31. Het gezin, de cel van het christelijk leven

1. Voor de falangist is de christelijke mensengemeenschap geen verzameling van individuen die als vondeling geboren worden, als eenzaam zwerver door de wereld trekken en met de Kerk van hun keuze een vrijblijvend contract afsluiten. Zij is integendeel een gemeenschap van gezinnen die de lijn van de voorvaderen doortrekken en gehecht zijn aan afkomst, grond, huis, goed en tradities. En de eerste van die tradities is hun christelijk geloof, dat verweven is met hun concreet dagelijks bestaan.

De priesterlijke bediening zorgt er voor de continuïteit van het bovennatuurlijk leven, maar dat leven wordt ten gronde gedragen door de instelling van het gezin zelf. In de christenheid ontvangt en aanvaardt iedereen de dubbele erfenis van geboorte en doopsel, van het genadeleven en de menselijke beschaving die er de vrucht van is, samen met de verplichtingen en weldaden die daaruit voortvloeien voor lichaam en hart, ziel en geest, grond en taal, menselijk en goddelijk erfgoed.

2. In de christenheid zijn de gezinnen de eerste en meest stabiele sociale krachten. Ze zijn in zekere zin soeverein en moeten door elk gezag gerespecteerd worden. Van hun pastoor krijgen ze heel de uitrusting voor hun christelijk leven, maar toch zijn zij het zelf die dat leven moeten organiseren en leiden volgens hun tradities en onder de verantwoordelijkheid van het gezinshoofd. Zo is het heel natuurlijk dat scholen, corporaties, instellingen van dienstbetoon en ziekenhuizen afhangen van de gezinshoofden, want alle vaderschap komt van God.

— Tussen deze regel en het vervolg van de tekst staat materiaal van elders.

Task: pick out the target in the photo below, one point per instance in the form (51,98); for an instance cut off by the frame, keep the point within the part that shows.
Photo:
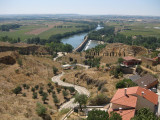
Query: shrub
(41,109)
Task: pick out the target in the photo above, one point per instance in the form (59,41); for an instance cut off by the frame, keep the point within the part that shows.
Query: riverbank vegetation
(9,26)
(107,34)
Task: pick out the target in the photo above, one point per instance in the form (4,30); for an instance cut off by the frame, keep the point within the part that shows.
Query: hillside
(30,70)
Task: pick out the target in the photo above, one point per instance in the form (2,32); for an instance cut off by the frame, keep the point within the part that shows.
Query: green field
(29,25)
(138,28)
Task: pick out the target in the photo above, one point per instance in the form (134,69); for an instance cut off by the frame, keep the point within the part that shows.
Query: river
(76,40)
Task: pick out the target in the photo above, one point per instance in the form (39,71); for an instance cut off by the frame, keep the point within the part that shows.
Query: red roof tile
(129,58)
(128,100)
(149,95)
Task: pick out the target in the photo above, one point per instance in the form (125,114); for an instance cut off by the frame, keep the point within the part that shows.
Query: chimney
(125,91)
(145,86)
(142,93)
(120,110)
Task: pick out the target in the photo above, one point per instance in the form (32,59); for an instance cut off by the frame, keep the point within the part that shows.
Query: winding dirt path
(80,90)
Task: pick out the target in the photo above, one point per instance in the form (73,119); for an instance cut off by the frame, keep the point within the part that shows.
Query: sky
(85,7)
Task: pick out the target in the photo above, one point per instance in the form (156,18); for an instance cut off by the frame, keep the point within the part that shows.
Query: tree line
(107,35)
(9,26)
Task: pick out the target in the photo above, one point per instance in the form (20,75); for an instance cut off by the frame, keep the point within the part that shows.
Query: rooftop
(126,114)
(129,58)
(134,77)
(145,80)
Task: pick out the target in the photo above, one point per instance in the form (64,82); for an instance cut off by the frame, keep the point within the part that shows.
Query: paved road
(158,93)
(86,66)
(80,90)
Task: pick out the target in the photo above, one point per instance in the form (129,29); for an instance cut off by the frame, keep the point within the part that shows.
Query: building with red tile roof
(130,61)
(126,101)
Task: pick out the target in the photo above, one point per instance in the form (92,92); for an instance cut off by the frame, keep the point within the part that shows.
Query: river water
(76,40)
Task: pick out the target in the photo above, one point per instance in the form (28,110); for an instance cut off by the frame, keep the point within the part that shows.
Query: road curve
(80,90)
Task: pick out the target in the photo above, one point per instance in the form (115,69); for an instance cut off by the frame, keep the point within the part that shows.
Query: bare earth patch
(41,30)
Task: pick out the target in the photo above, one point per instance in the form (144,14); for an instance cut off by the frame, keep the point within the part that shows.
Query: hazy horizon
(81,7)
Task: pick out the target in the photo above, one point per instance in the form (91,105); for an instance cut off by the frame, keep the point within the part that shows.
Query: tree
(120,60)
(33,89)
(58,90)
(81,99)
(97,115)
(125,83)
(41,109)
(34,95)
(115,116)
(41,91)
(51,87)
(56,100)
(27,87)
(65,93)
(100,99)
(49,91)
(20,62)
(17,90)
(139,69)
(37,86)
(49,84)
(71,89)
(145,114)
(44,98)
(24,94)
(55,70)
(24,86)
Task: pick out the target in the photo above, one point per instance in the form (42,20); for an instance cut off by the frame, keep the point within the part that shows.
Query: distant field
(137,28)
(43,29)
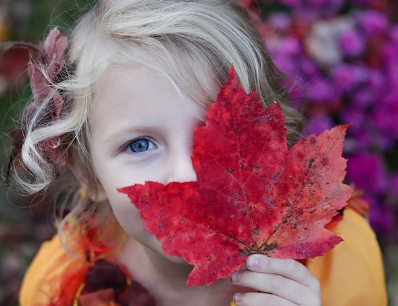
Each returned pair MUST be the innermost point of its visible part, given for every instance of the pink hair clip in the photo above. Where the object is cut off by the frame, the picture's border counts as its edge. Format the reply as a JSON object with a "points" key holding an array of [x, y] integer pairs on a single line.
{"points": [[49, 58]]}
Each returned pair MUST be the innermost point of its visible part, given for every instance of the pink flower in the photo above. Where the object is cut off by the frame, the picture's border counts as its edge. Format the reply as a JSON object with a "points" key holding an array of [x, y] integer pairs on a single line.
{"points": [[318, 124], [351, 43], [367, 172], [373, 22]]}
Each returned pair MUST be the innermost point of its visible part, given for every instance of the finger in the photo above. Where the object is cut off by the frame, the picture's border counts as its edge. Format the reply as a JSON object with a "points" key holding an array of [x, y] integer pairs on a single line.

3. De christelijke gezinnen die de traditie en het krachtige patriarchale gezag bewaard hebben, een eenheid uitmaken en kroostrijk zijn, vormen binnen de parochies de hoeders van geloof en deugden, tot heldhaftigheid en heiligheid toe. De clerus moet er niet de meester over zijn, maar veeleer hun verdediger, hun leidsman en hun dienaar. Want het is uit dat soort gezinnen dat de religieuze roepingen voortkomen, het groot missionair elan en vele nieuwe christelijke generaties.

De gezinnen blijven, de priester gaat voorbij. In onze oude christengemeenschappen is het kwaad binnengeslopen van een “democratische” geestelijkheid die, met list en geweld, tekeer gaat tegen de traditionele familiale instellingen. In hun plaats wil men gemakkelijker te manipuleren bewegingen van militanten, die goed zijn in het afbreken, maar steriel en onbekwaam om iets op te bouwen.

4. De falangist zal daarom het gezin in ere herstellen, te beginnen met het zijne, naar het model en in navolging van de H. Familie van Nazareth.